The AU has not resolved to pull out of the ICC but that still remains an option if the court’s conduct does not change drastically. The Addis Ababa summit laid a foundation for the AU to demand respect from the West and the world at large.

The next step by the AU should now focus on the reform of the United Nations, especially the long overdue permanent seat for Africa in the Security Council. That Africa deserves a permanent seat on the Security Council is not debatable. Africa cannot continue to look to Russia and China for decisions that affect the continent. The AU should build from the Addis Ababa summit and begin to take drastic decisions aimed at uprooting poverty on the continent.

With the vast amount of mineral and other resources on the continent, Africa cannot continue to rely on aid from nations which can barely survive without resources from the same African countries.

Africa needs a united voice on issues affecting the continent. This includes unity in stopping aggression against African countries, be it overt in the form of economic sanctions and political measures, or covert in the form of pseudo international law through the ICC.

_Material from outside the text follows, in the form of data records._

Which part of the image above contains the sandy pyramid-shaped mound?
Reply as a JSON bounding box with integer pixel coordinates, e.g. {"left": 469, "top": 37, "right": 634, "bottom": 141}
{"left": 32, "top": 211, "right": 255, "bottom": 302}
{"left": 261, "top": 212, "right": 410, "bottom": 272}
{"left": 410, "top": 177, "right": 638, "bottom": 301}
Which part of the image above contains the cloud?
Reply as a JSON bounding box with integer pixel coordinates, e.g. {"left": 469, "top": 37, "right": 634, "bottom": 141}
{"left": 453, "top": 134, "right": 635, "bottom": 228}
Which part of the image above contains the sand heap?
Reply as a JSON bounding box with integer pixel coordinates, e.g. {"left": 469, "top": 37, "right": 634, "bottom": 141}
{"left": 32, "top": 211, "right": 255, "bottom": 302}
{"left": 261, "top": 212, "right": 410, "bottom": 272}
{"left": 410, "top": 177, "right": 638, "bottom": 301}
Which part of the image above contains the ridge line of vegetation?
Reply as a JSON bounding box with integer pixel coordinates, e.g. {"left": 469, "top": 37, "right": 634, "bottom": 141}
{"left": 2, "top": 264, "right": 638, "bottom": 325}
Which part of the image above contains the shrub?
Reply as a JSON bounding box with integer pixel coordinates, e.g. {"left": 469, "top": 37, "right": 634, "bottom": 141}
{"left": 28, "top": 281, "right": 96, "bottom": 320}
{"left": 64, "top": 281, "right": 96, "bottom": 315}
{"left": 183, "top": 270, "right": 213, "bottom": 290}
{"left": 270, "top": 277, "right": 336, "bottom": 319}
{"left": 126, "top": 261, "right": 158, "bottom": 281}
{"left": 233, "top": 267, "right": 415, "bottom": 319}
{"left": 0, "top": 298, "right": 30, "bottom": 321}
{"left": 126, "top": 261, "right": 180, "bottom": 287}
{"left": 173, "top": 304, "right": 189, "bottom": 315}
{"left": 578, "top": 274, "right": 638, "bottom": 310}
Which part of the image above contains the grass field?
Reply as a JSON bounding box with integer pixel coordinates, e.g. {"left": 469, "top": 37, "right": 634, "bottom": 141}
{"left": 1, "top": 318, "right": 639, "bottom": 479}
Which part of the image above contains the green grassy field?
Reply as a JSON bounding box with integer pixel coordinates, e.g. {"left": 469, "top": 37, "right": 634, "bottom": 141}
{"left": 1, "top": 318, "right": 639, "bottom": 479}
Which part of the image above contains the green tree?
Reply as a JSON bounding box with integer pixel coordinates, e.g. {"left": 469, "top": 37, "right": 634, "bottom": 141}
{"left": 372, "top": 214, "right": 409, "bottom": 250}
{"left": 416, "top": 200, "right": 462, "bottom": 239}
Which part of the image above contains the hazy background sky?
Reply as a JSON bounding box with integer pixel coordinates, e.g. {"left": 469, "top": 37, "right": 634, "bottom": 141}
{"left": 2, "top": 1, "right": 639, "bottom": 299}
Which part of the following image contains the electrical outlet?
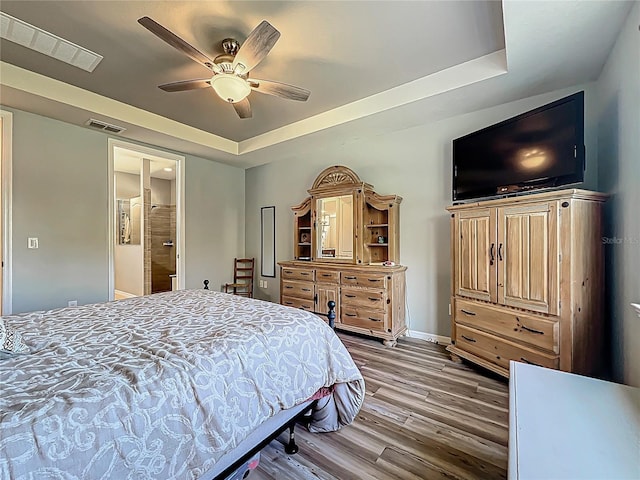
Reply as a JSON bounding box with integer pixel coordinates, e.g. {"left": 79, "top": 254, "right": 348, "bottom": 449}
{"left": 28, "top": 237, "right": 39, "bottom": 249}
{"left": 68, "top": 300, "right": 78, "bottom": 307}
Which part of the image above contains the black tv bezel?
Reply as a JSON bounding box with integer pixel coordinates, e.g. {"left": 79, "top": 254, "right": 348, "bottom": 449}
{"left": 452, "top": 91, "right": 585, "bottom": 202}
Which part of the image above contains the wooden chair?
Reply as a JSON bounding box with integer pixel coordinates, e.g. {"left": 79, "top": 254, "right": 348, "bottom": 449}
{"left": 224, "top": 258, "right": 255, "bottom": 298}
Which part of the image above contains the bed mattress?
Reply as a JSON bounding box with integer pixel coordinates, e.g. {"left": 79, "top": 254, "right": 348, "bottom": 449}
{"left": 0, "top": 290, "right": 364, "bottom": 479}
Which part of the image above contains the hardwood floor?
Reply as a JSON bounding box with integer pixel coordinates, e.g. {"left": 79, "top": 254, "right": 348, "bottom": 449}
{"left": 253, "top": 333, "right": 509, "bottom": 480}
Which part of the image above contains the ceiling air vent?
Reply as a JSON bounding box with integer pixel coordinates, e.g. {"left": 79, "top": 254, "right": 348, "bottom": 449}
{"left": 85, "top": 119, "right": 126, "bottom": 134}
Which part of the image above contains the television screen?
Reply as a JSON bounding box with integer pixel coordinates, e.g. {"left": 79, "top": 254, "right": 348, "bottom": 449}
{"left": 452, "top": 91, "right": 585, "bottom": 201}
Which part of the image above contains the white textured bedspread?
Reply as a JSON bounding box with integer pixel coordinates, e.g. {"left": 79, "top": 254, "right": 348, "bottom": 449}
{"left": 0, "top": 290, "right": 364, "bottom": 479}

To underline that the ICC cannot be taken seriously, Robin Cook, the former British Foreign Secretary, once said the ICC was not set up to bring the British prime ministers or the United States presidents to book. So the question is if the ICC is not meant for the British and American leaders, then for whom was it set up? Its practice shows that it was meant for African leaders.

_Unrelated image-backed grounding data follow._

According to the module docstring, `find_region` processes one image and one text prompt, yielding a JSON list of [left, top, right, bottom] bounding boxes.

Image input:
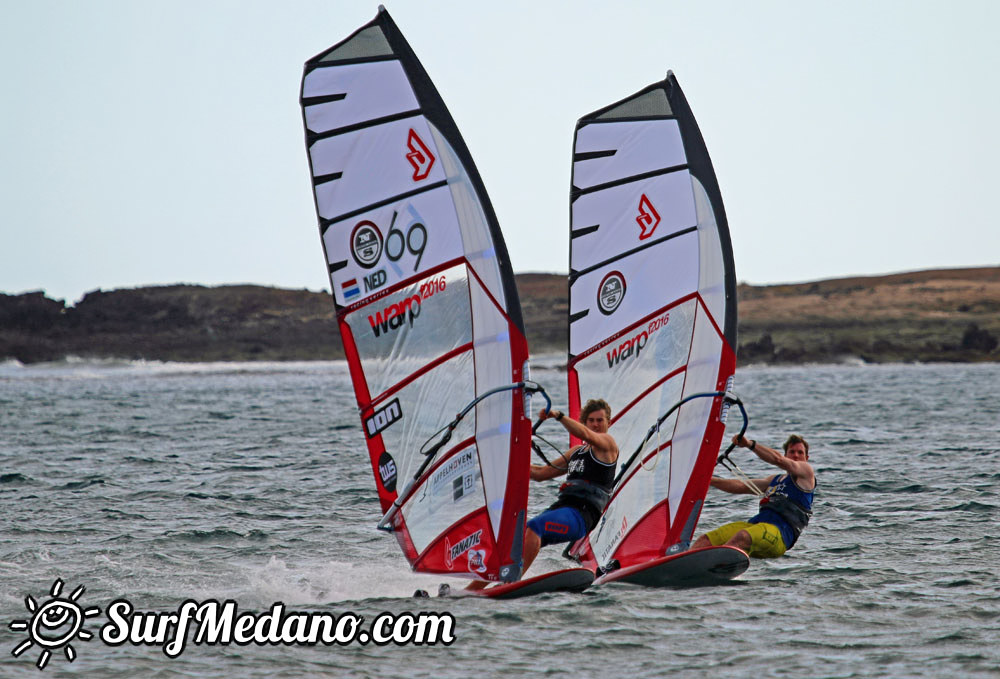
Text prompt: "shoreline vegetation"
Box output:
[[2, 267, 998, 365]]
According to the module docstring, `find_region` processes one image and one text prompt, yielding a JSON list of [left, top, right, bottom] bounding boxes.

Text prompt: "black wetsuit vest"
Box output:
[[550, 445, 617, 531]]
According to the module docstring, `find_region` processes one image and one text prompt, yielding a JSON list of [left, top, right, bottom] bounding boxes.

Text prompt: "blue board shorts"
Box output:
[[527, 506, 588, 546]]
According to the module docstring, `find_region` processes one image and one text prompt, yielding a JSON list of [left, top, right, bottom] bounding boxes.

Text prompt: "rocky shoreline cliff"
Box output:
[[2, 268, 997, 365]]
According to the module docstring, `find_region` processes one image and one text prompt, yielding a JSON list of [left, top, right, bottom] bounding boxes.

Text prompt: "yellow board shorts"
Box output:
[[704, 521, 788, 558]]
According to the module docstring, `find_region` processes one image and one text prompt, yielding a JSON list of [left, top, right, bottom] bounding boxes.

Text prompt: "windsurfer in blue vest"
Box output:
[[691, 434, 815, 558], [465, 398, 619, 591]]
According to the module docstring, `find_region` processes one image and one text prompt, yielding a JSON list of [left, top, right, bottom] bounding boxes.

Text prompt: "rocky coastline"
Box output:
[[2, 268, 997, 365]]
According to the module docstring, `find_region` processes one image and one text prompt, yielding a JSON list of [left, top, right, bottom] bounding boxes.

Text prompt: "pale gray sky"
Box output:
[[3, 1, 997, 303]]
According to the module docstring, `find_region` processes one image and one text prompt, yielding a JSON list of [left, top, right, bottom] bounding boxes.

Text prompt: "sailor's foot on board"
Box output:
[[596, 559, 620, 577], [412, 584, 455, 598]]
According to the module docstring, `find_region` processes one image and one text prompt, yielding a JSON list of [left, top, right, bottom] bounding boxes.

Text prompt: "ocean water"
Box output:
[[1, 358, 998, 678]]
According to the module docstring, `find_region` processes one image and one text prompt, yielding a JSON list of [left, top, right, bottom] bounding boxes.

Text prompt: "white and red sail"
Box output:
[[300, 8, 531, 583], [566, 73, 738, 571]]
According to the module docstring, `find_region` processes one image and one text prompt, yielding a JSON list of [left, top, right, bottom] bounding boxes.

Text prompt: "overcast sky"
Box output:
[[3, 1, 998, 303]]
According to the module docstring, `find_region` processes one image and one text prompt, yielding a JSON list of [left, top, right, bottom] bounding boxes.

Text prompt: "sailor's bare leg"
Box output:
[[521, 528, 541, 574], [691, 534, 712, 550], [725, 529, 751, 552]]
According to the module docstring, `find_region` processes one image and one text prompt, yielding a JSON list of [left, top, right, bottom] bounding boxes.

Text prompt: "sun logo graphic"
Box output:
[[8, 578, 101, 670]]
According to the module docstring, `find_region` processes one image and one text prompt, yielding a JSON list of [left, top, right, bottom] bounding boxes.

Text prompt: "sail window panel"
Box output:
[[344, 265, 472, 401], [311, 117, 446, 222], [607, 372, 687, 485], [569, 232, 700, 356], [570, 170, 698, 273], [591, 459, 660, 566], [574, 298, 696, 432], [323, 187, 466, 307], [573, 120, 686, 190], [469, 276, 516, 540], [430, 127, 507, 307], [401, 442, 484, 555], [587, 374, 685, 565], [303, 61, 419, 134], [377, 353, 476, 487], [692, 177, 727, 327], [318, 25, 393, 62], [595, 89, 672, 120], [665, 305, 724, 523]]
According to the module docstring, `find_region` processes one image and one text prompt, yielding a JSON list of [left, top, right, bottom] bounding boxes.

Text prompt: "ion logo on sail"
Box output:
[[406, 129, 435, 181], [597, 271, 626, 315], [365, 398, 403, 438], [636, 194, 660, 240], [351, 221, 383, 269]]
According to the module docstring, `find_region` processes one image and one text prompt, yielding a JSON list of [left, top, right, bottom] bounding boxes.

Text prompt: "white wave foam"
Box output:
[[0, 358, 350, 381], [236, 556, 441, 606]]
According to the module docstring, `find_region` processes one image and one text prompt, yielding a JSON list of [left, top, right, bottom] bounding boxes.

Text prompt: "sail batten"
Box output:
[[567, 73, 737, 572], [300, 8, 530, 583]]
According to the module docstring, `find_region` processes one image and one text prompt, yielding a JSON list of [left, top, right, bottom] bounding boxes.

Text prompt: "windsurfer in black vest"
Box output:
[[465, 398, 619, 591], [692, 434, 815, 558]]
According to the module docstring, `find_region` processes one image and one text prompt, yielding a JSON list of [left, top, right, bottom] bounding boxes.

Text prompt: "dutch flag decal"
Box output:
[[341, 278, 360, 300]]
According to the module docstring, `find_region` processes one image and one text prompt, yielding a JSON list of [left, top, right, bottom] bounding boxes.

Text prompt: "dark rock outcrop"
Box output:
[[3, 267, 999, 364]]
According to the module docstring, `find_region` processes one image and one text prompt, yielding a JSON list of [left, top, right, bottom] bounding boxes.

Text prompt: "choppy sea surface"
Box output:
[[1, 358, 998, 678]]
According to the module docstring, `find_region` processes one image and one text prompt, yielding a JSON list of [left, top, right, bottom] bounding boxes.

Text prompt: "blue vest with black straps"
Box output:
[[749, 473, 815, 548]]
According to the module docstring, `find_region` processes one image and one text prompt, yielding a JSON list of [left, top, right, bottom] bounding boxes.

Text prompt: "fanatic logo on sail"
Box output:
[[406, 129, 435, 181], [636, 194, 660, 240]]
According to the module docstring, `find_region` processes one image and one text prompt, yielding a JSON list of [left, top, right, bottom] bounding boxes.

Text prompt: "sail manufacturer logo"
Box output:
[[597, 271, 626, 315], [444, 530, 482, 569], [598, 516, 629, 563], [406, 129, 435, 181], [606, 312, 669, 369], [606, 331, 648, 368], [636, 194, 660, 240], [368, 295, 421, 337]]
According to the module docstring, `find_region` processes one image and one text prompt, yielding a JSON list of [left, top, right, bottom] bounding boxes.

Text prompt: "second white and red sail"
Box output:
[[566, 73, 738, 572]]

Katungu is a social analyst and independent political thinker based in Johannesburg. He can be followed on twitter @ wizzieat

6 thoughts on “ICC: Time for Africa to assert itself”

  1. Chris Veremu says:

    Please tell us which independent local court tried the culprits for the crimes in Darfur, Liberia, Rwanda and Kenya..and when you find time, you could include the verdicts. Perhaps you could also tell us whether it was Bush or Blair who we saw on television pulling down the statue of Saddam who incidentally ‘terminally inconvinienced’ thousands of Kurds. If one were to compare and contrast the number of murders before the ICC came on the scene and before, you will see we now have fewer murders committed on citizens by their own rulers not Americans or other foreigners..now a social analyst and independent political thinker might take time to reflect on this..no? Talking local courts what became of the fate of the SADC tribunal..was it Bush or Blair who “bombed “it?

  2. Chris Veremu says:

    Oh the way, it might be quite sexy to sound anti-imperialist and all, it is sexier to back this with sellable facts, no?

  3. VaNyajena says:

    The independent would do itself a lot of good by reading through some of these articles before publishing them. Katungu tried to find relevance but he is completely lost. Has absolutely no understanding of international law let alone the principle of complementarity that underpinnes functions of this court. He is so foolish that he has no knowledge of Waki Commission and the recommendations by the Kenyan Parliament to approach the ICC for redress. He has never read the Mbeki Panel on Darfur and the recommendation thereof. It is consequential to point that all cases currently before the ICC involve African states. Uganda, DRC and the Central African Republic are all ICC members who unilaterally referred their situations to the ICC. So Katungu go and read first before you lie that you are a thinker.

  4. UNDEREMPLOYED says:

    Before the ICC leaves Africa…the people of Africa need the African Union out of Africa..

    Nothing less!

  5. Mberengwa says:

    What nationality is this guy? Seems to me to be an economic or political refugee hiding in ‘safer’ South Africa. Why he can’t be in his country is the reason ICC is essential. Which court in say Zimbabwe can prosecute the big guns there and while there its worth remembering that Kenya invited ICC through the Waki report. If Bush commits a crime in America I can bet my last money that he will be brought to court without fear or favour but Uhuru will never be hauled before a Kenyan court!

  6. Mduduzi says:

    I forecast that African leaders will leave the ICC because most of them are criminals and the way they are going, they could end up in a very long queue behind Taylor. So I suggest they get out while they can.